Aloha! I'm currently a senior research scientist at Salesforce Research in Palo Alto, CA, leading a team on reinforcement learning. I'm broadly interested in multi-agent systems, deep learning, imitation learning, reinforcement learning and AI in general. Besides that, two lifelong passions are physics and math.
I grew up in the Netherlands (gezellig!), and have lived in the UK and the US. Some highlights of my space-time path:
I did research on machine learning in my PhD (Physics) from 2013-2018 at Caltech, in sunny Los Angeles, advised by Yisong Yue. I primarily worked on hierarchical deep learning for spatiotemporal data and reinforcement learning.
2015: As a Google research intern, I worked on improving the robustness of deep neural networks for image classification, together with Yang Song, Thomas Leung and Ian Goodfellow.
2016: I spent another summer doing question-answering in natural language processing (NLP) with deep learning at Google Brain with Andrew Dai and Samy Bengio.
I studied math and theoretical physics (BSc, MSc) at Utrecht University from 2006-2011. I went down the rabbit hole on superstring theory and wrote my master's thesis on exotic dualities and geometry in supersymmetric quantum field theory, advised by Robbert Dijkgraaf and Stefan Vandoren.
I spent all of 2010 visiting Harvard University, where I dove deep into the intersection of geometry and physics.
In 2011-2012, I did Part III Mathematics at the University of Cambridge. Because honestly, who doesn't want to pretend being at Hogwarts for a little bit...
NAOMI: Non-autoregressive Missing Value Imputation
Y. Liu, R. Yu, S. Zheng, E. Zhan, Y. Yue, NeurIPS 2019.
Detecting Adversarial Examples via Neural Fingerprinting.
S. Zheng*, S. Dathathri*, R. Murray, Y. Yue, in submission. (* equal contribution)

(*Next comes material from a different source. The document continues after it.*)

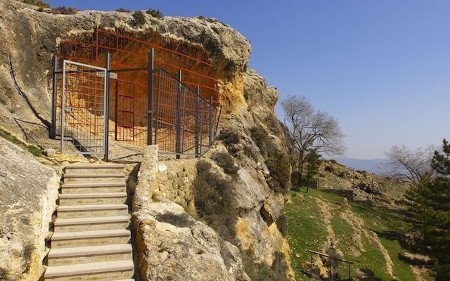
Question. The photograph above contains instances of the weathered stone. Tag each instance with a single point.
(174, 246)
(28, 192)
(49, 152)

How can we detect adversarial examples? Neural Fingerprinting detects state-of-the-art adversarial attacks with nerar-perfect detection rates on MNIST, CIFAR and MiniImagenet!
Long-term Forecasting using Tensor-Train RNNs.
R. Yu*, S. Zheng*, A. Anandkumar, Y. Yue, in submission. (* equal contribution)
How can we predict the weather in 7 days? Such long-term forecasting problems are hard, because the dynamics of the sequential data can be highly complex. We show that explicitly modeling higher-order interactions of the dynamics using Tensor-Train RNNs, we obtain state-of-the-art long-term prediction performance on real-world datasets.
Structured Exploration via Deep Hierarchical Coordination.
S. Zheng, Yisong Yue, in submission
We demonstrate a structured exploration approach to multi-agent reinforcement learning, in which agents learn to coordinate with other.
Generating Long-term Trajectories Using Deep Hierarchical Networks.
S. Zheng, Y. Yue, P. Lucey, Neural Information Processing Systems (NIPS) 2016
How can models learn to move like professional basketball players? By training hierarchical policy networks using imitation learning from human demonstrations! Our paper shows how predicting a macro-goal significantly improves track generation and fools professional sports analysts.
Improving the Robustness of Deep Neural Networks via Stability Training.
S. Zheng, Y. Song, I. Goodfellow, T. Leung, IEEE Conference on Computer Vision and Pattern Recognition (CVPR) 2016
Neural network predictions can be unstable and make errors, even if only small noise (such as JPEG compression noise) is present in the input. In this paper, we show a simple stochastic data augmentation technique that makes neural networks more robust to input perturbations.
Exotic path integrals and dualities.
My (rather bulky) master's thesis! I discuss a novel class of dualities that relates quantum field theories that live on adjacent geometries (such as boundary-bulk) to each other. This duality relies on a complex version of Morse theory, which relates the geometry of curved manifolds with the extremal point spectrum of their Morse functions. I show that this duality can be analogously used in topological string theory to relate different classes of topological branes to each other.
Screening of Heterogeneous Surfaces: Charge Renormalization of Janus Particles.
N. Boon, E. C. Gallardo, S. Zheng, E. Eggen, M. Dijkstra, R. van Roij, J. Phys.: Cond. Matter 22 (2010) 10410
Janus particles are synthetic particles that are actively investigated for e.g. localized cancer treatment drug delivery. In this paper, we study the electromagnetic screening effects of such particles in plasmas by (numerically) solving the non-linear Poisson-Boltzmann equation.